Wireless Access

I have a network with 8 Controllers, 4 controllers in each region (1 Master and 3 Locals).

Masters are working in Active/Standy.

For Locals, we have VRRP running between them for redundancy. For each region it is like this:

Local 2 is backup for Local 1

Local 3 is backup for Local 2

Local 1 is backup for Local 3

For each AP group, LMS IP is the virtual IP for that region while Backup LMS is VRRP virtual IP from another region (So an access point terminated on Region A-Local1 will have redundancy as: Region A Local 1 (VRRP Active for LMS) -> Region A Local 2(VRRP standy for LMS) -> Region B Local 1(VRRP Active for Backup LMS) -> Region B Local 2(VRRP standy for Backup LMS)).

We have all good upto this point.

My question is if I need to configure fast failover in this scenario, how exactly that would work. I can configure an HA group with Region A Local 1 and 2 as members. In case Local 1 goes down, AP will move to Local 2. For the next tier of redundancy (in case both Locals in Region A goes down and Access Points move to Region B VRRP VIP, i.e Backup LMS), it won't be fast failover?

Anyone??

It is hard to understand what you have without a diagram, but I will say:

- Keep redundancy within the same region.  It is very unlikely that two controllers will fail at the same time and if they do you are likely to have bigger issues than wireless.
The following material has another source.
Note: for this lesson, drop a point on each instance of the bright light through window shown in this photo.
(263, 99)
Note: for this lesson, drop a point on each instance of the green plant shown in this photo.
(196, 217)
- Keep redundancy within the same region.  Most people who extend redundancy out of the primary region inherit alot of administrative overhead trying to manage what controller what AP should be on.  In larger, more complicated setups like yours it is best to have APs only expected to be on one controller or the other, or you end up having to chase down APS across controllers during upgrades, downgrades and switch maintenance.

What you are doing inside your region should be good enough for everything besides the zombie apocalypse.

Others have tried to extend redundancy outside of the existing region and it has just cause more issues because everyone forgets the sequence of failure and cannot explain it to anyone else why they configured it that way when take the day off from work....

Its not about me actually. It is the customer who is asking for this level of redundancy.

They are one of the biggest ISP in middle east region and have a big Public Wi-Fi network. They had an existing Cisco based network that gave them Primary, Secondary and tertiary controller option. I am working for an Aruba partner & to get into play, we had to propose same level of redundancy to meet RFP requirements. 

They want their network to survive in case one DC completely goes down.

Just to add, the network is working fine and as anticipated. I was just curious how fast failover can be added in current setup.

Without knowing anything, you can have an LMS-IP that points to a VRRP between two controllers.  You can have a backup LMS-IP that then points to a controller at another site, or a VRRP at another site.  That would put 4 controllers in play for redundancy.